Pour débouter Mme [P] [M] de ses demandes, le tribunal a dit que si l’appelante disposait d’un état civil certain et d’un lien de filiation légalement établi à l’égard de son père, [R] [M], le lien de filiation de ce dernier à l’égard de [A] [M] et [K] [N] n’était pas justifié, faute de production d’un extrait des registres de la commune d'[Localité 4] des actes de mariage de ces derniers comportant un code barre et un numéro de référence (décret du 16 septembre 2010 et arrêté pris en exécution du 29 décembre 2014), et faute de caractère probant, au sens de l’article 47 du code civil, de l’acte de mariage des intéressés, produit ensuite, dès lors qu’il ne mentionne pas le nom, le prénom et la qualité de celui qui l’a dressé.
— Etat civil de Mme [P] [M], appelante
Mme [P] [M] verse aux débats deux copies de son acte de naissance dont il ressort que cet acte a été dressé pour la première (copie intégrale du 7 octobre 2018 – pièce 1),) le 4 janvier 1951 à « dix heures », pour la deuxième (copie intégrale du 15 mars 2020 -pièce 15), le 4 janvier 1951 à « 17 heures ».

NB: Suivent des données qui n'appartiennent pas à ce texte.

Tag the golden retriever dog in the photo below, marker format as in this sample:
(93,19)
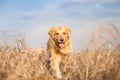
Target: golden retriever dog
(59,46)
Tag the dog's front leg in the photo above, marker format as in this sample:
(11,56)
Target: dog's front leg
(55,63)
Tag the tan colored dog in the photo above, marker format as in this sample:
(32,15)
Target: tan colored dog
(59,46)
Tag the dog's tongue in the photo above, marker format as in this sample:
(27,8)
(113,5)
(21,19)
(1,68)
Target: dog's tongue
(61,45)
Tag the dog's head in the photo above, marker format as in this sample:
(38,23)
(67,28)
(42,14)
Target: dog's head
(60,35)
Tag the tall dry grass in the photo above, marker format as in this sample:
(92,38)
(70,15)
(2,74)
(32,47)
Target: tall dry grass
(99,62)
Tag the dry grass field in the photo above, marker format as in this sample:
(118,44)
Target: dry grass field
(99,62)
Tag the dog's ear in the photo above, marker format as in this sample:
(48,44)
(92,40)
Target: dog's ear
(51,31)
(67,29)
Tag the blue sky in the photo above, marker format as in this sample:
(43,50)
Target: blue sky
(36,17)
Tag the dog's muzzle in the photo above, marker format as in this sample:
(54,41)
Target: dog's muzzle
(61,43)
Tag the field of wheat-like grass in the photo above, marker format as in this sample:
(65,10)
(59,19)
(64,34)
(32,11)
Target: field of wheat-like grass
(101,61)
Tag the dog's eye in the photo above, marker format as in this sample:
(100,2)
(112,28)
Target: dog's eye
(57,33)
(64,33)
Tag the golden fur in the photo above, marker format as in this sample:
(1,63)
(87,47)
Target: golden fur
(59,46)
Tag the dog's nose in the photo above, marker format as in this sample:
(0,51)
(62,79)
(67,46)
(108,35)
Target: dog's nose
(61,39)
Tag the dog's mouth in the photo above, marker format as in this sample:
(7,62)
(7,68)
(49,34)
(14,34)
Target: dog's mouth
(61,44)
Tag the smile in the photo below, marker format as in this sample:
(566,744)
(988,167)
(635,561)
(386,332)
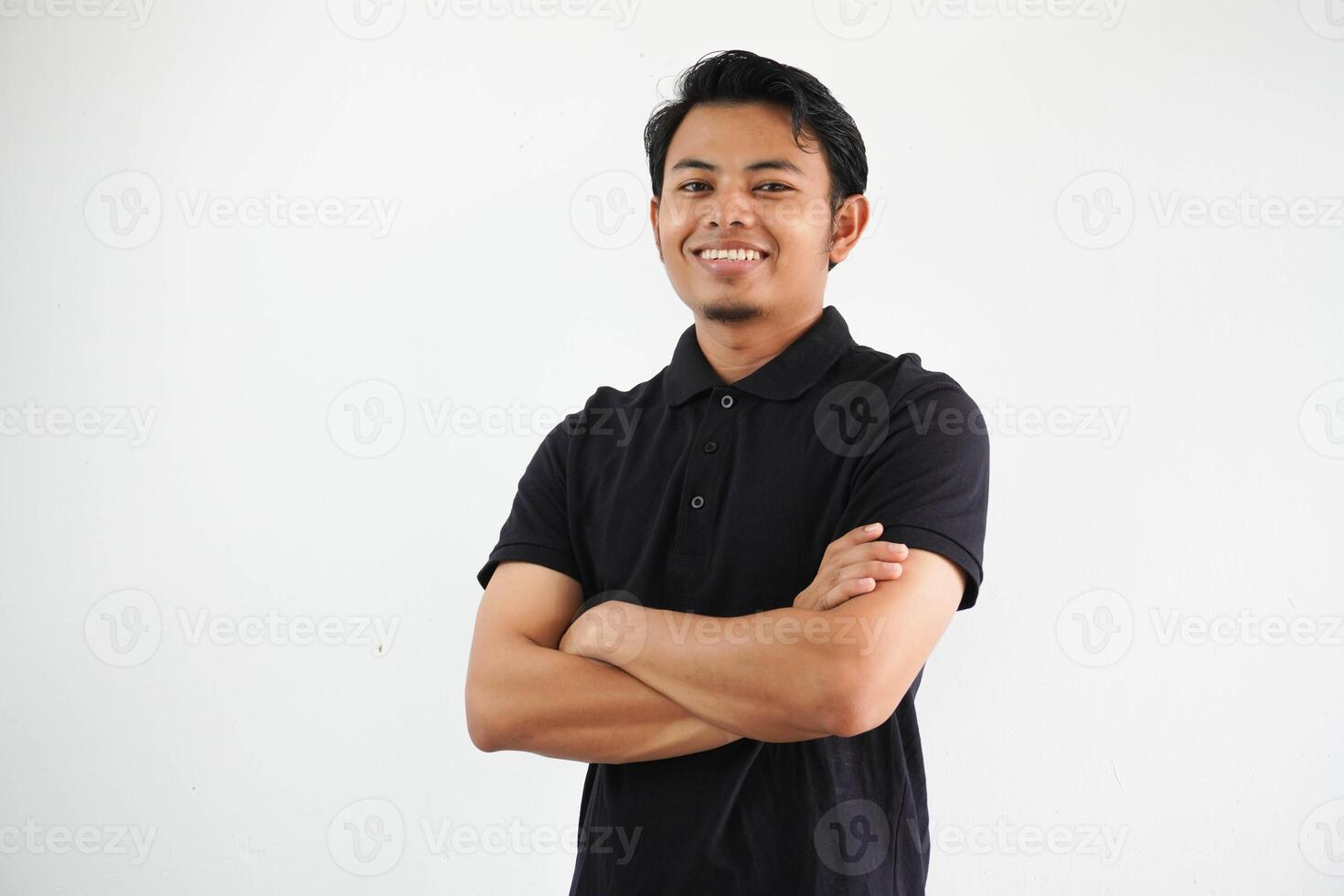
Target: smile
(730,266)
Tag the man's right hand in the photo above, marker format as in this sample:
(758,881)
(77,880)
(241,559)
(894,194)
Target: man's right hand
(851,566)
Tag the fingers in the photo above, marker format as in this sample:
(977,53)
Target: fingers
(852,538)
(847,589)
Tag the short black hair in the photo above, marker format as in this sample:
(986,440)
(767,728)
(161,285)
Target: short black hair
(732,77)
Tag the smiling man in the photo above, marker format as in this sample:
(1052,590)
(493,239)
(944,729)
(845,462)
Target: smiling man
(726,607)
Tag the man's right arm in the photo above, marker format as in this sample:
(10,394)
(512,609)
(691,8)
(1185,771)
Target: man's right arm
(522,693)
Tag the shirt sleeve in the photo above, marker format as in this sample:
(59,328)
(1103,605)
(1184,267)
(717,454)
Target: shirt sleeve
(928,480)
(538,526)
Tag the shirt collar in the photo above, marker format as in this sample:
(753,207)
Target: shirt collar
(786,375)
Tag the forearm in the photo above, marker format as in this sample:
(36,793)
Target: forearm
(555,704)
(775,676)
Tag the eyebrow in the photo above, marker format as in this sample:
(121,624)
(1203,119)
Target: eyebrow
(765,164)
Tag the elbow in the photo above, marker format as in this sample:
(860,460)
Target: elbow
(854,704)
(481,724)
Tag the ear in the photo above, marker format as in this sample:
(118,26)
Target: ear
(654,220)
(851,218)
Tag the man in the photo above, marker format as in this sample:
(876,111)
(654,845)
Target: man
(720,586)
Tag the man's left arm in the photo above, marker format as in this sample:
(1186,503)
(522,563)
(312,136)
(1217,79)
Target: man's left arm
(791,673)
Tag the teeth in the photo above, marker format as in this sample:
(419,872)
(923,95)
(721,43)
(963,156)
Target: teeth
(731,254)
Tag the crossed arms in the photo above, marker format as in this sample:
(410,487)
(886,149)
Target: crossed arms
(626,683)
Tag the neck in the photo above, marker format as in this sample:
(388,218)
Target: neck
(738,348)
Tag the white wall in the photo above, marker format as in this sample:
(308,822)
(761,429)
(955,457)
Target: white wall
(1212,497)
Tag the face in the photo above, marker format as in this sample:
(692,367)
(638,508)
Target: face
(735,177)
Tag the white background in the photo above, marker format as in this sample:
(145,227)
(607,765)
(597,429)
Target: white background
(1062,704)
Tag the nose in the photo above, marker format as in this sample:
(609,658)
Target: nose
(731,205)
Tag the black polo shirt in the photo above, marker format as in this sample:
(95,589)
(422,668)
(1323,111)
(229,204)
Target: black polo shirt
(712,498)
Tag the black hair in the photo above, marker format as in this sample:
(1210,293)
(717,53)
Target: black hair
(732,77)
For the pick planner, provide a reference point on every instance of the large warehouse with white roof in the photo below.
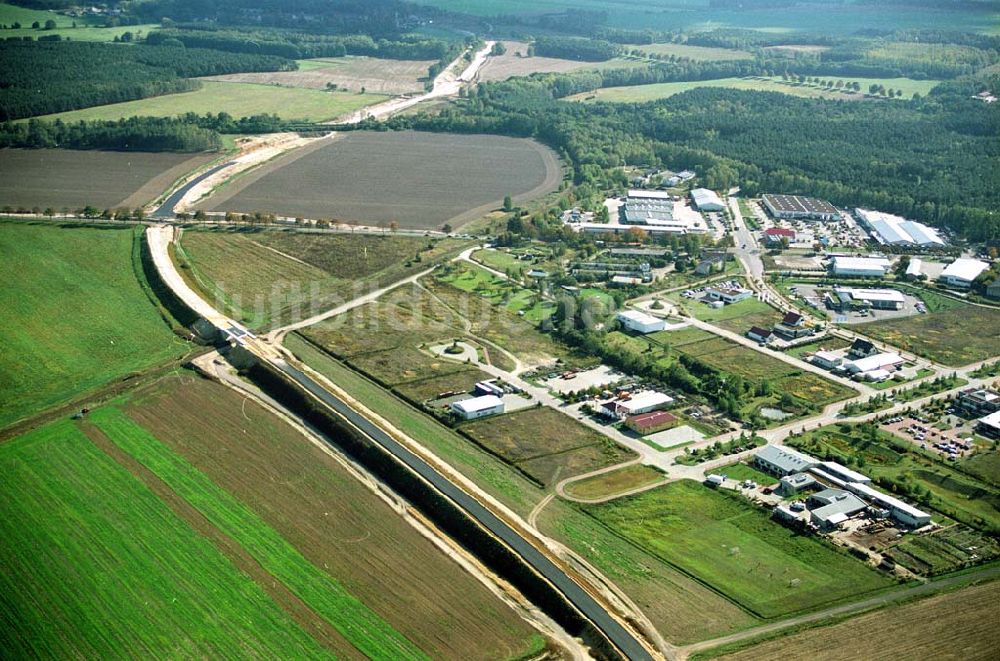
(962, 272)
(892, 230)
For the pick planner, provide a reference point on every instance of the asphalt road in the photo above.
(166, 210)
(585, 603)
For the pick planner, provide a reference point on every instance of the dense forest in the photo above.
(301, 45)
(932, 159)
(378, 18)
(575, 48)
(38, 78)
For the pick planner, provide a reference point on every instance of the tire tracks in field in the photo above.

La copie de l’acte de naissance de l’intéressée dans les registres (pièce 21) dont il résulte que cet acte a été dressé à dix-sept heures permet de considérer que la copie du 7 octobre 2018 comporte une simple erreur matérielle et que l’état civil de [P] [M] est certain et fiable.
— Lien de filiation de Mme [P] [M] à l’égard de [R] [M] et [T] [D]
L’acte de naissance de Mme [P] [M] indique que sa naissance a été déclarée par son père. Les parties s’accordent à dire que cette déclaration vaut reconnaissance de paternité.
La filiation de Mme [P] [M] à l’égard de [R] [M] est donc établie nonobstant les critiques formulées à l’encontre de l’acte de mariage de [R] [M] et [T] [D], produit par l’appelante pour revendiquer une filiation légitime.
— Lien de filiation de [K] [N] (grand-mère de l’appelante) à l’égard d'[F] [N] et [H] [Y]
L’appelante produit :
— Une capture d’écran (pièce 7) du site internet des archives nationales d’outre-mer concernant l’acte de naissance n°1596 de [K] [N] (pièce 7) la disant née le 30 octobre 1880 de [F] [N] et [H] [Y], acte établi sur la déclaration du père de l’enfant,
— Une capture d’écran du même site concernant le décès d'[F] [N] le 27 février 1902 (pièce 8).
Il ressort de ces éléments une incohérence dans l’acte de naissance de [K] [N] établi le 2 novembre 1880 (pièce 7) concernant sa mère prétendue, [H] [Y], puisqu’il indique que celle-ci était âgée de 25 ans au jour de la naissance de sa fille (impliquant pour la mère une naissance en 1855) alors que l’acte de naissance d'[H] [Y] établi en 1846 mentionne qu’elle est née le 6 août 1846.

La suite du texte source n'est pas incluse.